Diagnosing the investors’ pain - 2
As I mentioned yesterday (see here) the pain being felt presently by the non-institutional investors is disproportionately high. For the investors and traders who have spent a short period of time in the market, mostly those who started investing in post Covid period, the pain may be actual, while for those who have been investing for a long time, the pain might only be notional due to perception of relative underperformance or loss of opportunity cost.
Over exposure to small cap stocks
While large caps account for ~60–63% of total and free-float market capitalization, retail participation in this segment has been relatively muted. Institutional investors—both domestic and foreign—continue to dominate ownership and trading activity in large caps. As a result, price discovery here has been more orderly, liquidity deeper, and drawdowns relatively contained.
In contrast, non-institutional investors (retail investors, HNIs, family offices, and smaller proprietary books) have had disproportionately higher exposure to small cap stocks. This skew became more pronounced during the 2020–2023 period, when abundant liquidity, low interest rates, and a sharp post-COVID earnings rebound created an ideal environment for risk-seeking behavior.
Small caps offered three things that large caps could not during that phase:
· the promise of rapid earnings growth,
· the possibility of valuation re-rating, and
· the psychological appeal of “finding the next multibagger”.
This led to a powerful feedback loop—rising prices attracted incremental capital, which further pushed up prices, often well ahead of fundamentals. Valuation discipline gradually took a back seat.
Consequently, though the tradeable (free float) market cap of 5000 small cap stocks is approximately 17% of the total tradeable market cap, over 35% of the total asset under management (AUM) of mutual funds, AIF and PMS etc. is invested in small cap stocks. Smallcap funds witnessed 37% yoy AUM growth in FY25.
Margin Trade Finance (MTF): the hidden amplifier
Another critical, and often underappreciated, contributor to the current pain has been the sharp rise in Margin Trade Finance (MTF) positions, especially in mid and small cap stocks. Over the last few years, MTF became more accessible, cheaper, and widely marketed. Many investors used leverage not for short-term tactical trades, but for holding structurally illiquid small cap names.
This worked exceptionally well on the way up. However, leverage has a habit of revealing itself brutally on the way down.
As small cap stocks started correcting, even modest price declines triggered margin calls. Forced selling followed—not because of deteriorating business fundamentals in every case, but because leverage reduced the ability to absorb volatility. This has exacerbated downside moves and compressed recovery attempts, thereby deepening investor discomfort.

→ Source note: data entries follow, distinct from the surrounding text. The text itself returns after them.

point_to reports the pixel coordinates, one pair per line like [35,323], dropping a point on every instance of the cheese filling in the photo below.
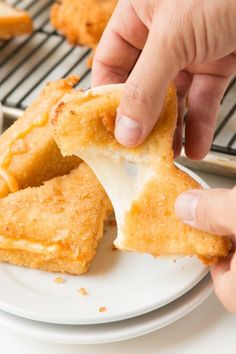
[26,245]
[122,180]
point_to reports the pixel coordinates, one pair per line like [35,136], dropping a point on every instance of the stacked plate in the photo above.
[124,295]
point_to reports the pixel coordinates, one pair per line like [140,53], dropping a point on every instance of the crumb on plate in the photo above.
[102,309]
[114,248]
[59,280]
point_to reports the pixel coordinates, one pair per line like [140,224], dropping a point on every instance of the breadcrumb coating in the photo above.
[150,225]
[13,22]
[57,226]
[28,152]
[82,21]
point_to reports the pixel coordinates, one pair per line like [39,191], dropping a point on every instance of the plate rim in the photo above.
[51,318]
[182,306]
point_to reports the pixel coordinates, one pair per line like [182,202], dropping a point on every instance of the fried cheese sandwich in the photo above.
[13,22]
[57,226]
[28,152]
[83,21]
[142,182]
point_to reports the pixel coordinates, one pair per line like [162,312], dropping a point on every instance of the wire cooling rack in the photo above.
[28,62]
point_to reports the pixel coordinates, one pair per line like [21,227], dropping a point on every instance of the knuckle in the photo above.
[135,94]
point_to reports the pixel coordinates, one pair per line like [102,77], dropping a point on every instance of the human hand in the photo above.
[149,43]
[213,210]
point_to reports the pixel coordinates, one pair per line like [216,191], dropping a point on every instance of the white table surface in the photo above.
[208,329]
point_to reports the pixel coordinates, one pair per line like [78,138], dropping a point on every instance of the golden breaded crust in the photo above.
[159,231]
[83,21]
[28,152]
[13,22]
[56,226]
[150,225]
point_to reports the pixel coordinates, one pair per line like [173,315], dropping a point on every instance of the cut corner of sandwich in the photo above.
[142,182]
[28,153]
[13,21]
[55,227]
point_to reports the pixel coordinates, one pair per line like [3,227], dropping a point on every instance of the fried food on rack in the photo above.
[82,21]
[13,22]
[142,182]
[28,152]
[57,226]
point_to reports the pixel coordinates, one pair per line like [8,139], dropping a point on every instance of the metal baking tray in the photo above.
[28,62]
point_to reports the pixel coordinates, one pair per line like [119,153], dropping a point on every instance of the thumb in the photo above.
[145,89]
[212,210]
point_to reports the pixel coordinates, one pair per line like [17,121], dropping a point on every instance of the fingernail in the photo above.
[185,206]
[128,131]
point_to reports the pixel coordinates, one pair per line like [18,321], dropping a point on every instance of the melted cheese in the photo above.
[122,180]
[10,152]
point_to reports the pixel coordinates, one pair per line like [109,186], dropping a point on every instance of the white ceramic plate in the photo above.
[127,284]
[111,332]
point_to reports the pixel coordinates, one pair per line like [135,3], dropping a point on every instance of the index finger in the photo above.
[119,47]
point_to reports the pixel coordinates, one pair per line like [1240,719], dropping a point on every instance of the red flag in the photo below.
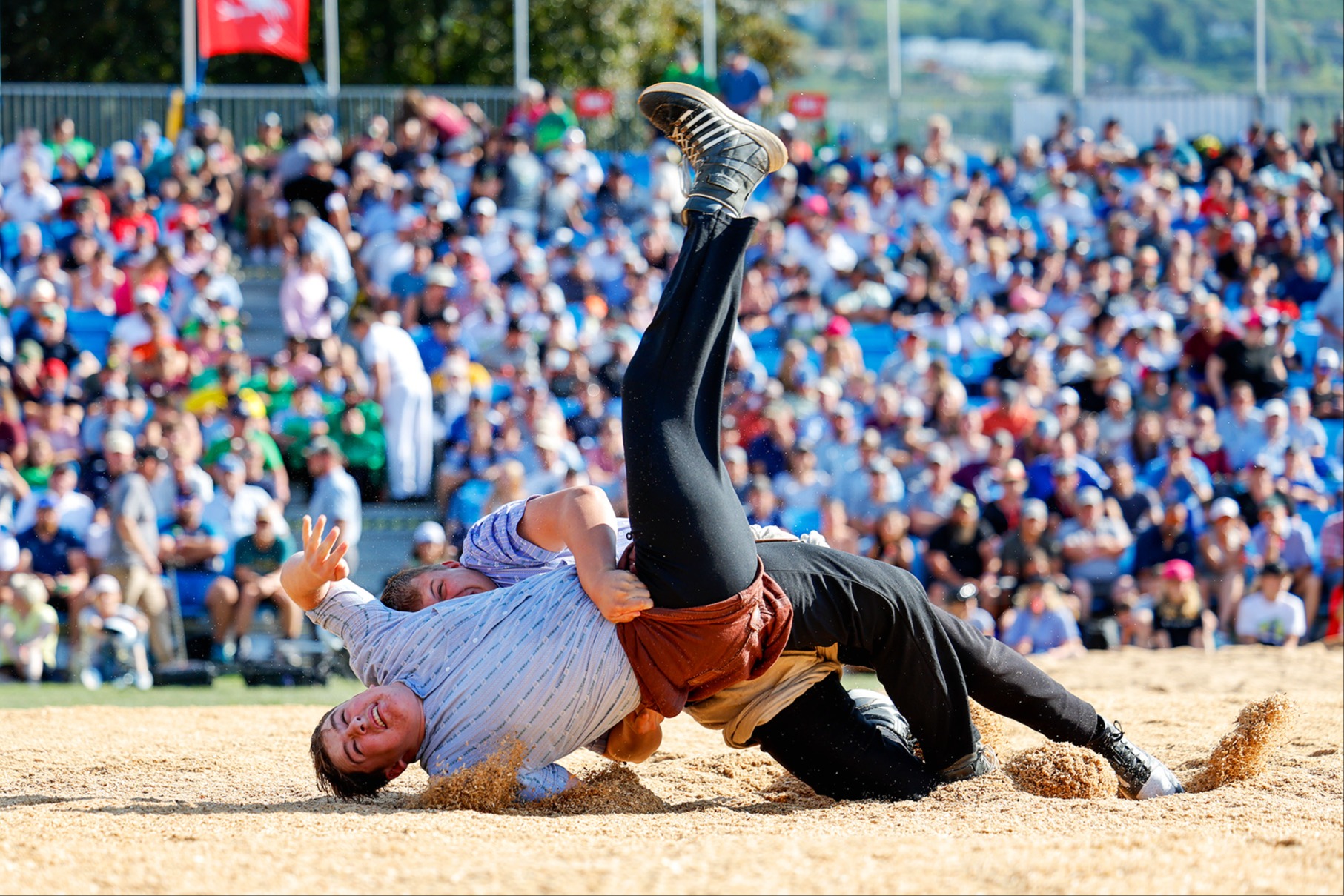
[273,27]
[593,102]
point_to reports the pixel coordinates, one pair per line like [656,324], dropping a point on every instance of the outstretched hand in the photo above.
[620,595]
[322,562]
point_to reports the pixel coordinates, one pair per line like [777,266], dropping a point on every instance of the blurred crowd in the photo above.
[1088,390]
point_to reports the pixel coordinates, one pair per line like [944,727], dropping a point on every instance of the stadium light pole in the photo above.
[1079,58]
[331,30]
[710,36]
[188,47]
[520,58]
[894,84]
[1261,74]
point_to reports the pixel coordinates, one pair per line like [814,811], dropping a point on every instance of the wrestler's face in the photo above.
[380,730]
[449,580]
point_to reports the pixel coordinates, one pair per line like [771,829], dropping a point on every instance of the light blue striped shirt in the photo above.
[494,547]
[535,660]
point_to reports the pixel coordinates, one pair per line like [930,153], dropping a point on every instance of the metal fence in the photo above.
[105,113]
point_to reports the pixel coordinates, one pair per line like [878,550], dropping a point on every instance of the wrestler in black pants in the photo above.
[694,547]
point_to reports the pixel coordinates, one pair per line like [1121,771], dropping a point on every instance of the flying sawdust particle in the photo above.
[1243,751]
[489,785]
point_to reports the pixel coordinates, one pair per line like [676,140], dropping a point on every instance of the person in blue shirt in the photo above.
[1182,479]
[57,557]
[744,84]
[1042,625]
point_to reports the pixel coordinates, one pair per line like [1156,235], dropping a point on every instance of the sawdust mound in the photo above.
[491,786]
[609,790]
[487,786]
[1063,771]
[991,727]
[1243,751]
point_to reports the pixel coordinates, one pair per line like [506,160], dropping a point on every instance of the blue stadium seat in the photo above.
[918,568]
[1307,336]
[768,337]
[801,522]
[769,358]
[90,331]
[1334,429]
[8,239]
[975,368]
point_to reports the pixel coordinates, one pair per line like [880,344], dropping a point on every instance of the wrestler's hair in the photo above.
[400,593]
[345,785]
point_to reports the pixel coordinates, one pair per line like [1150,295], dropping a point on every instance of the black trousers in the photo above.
[694,545]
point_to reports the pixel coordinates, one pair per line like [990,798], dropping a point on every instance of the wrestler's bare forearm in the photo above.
[635,738]
[582,520]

Importantly, this phenomenon does not show up clearly in index-level data. Indices are weighted by market capitalization, while investor pain is weighted by position concentration and leverage. The two are very different.
Normalization, not necessarily a breakdown
The current correction in small cap stocks should also be viewed in a broader historical context. Between 2020 and 2023, small cap indices and several individual stocks delivered returns far in excess of long-term averages—both in absolute terms and relative to earnings growth. A phase of return normalization was therefore inevitable.
What we are witnessing now appears less like a systemic breakdown and more like a recalibration—of valuations, expectations, and risk appetite. Such phases are uncomfortable, but they are also an integral part of healthy market cycles.
For investors, the
key takeaway is not to extrapolate past excess returns indefinitely, nor to
assume that all pain signals permanent damage. The real task lies in
reassessing portfolio construction—especially exposure to illiquid names,
leverage usage, and valuation sensitivity—so that future volatility becomes
survivable rather than debilitating.
What to do now?
Investors need to have a hard relook at their investment strategies and portfolios, and carry out the following five corrections, if needed, in my view:
· Calibrate all deviations from the predetermined asset allocations.
· Resize the disproportionate allocations to small and midcap stocks.
· Exit narrative and momentum stocks where the fundamentals are weak or do not support the stock price.
· Deleverage.
· Review your advisors’ quality, and look for alternatives if needed.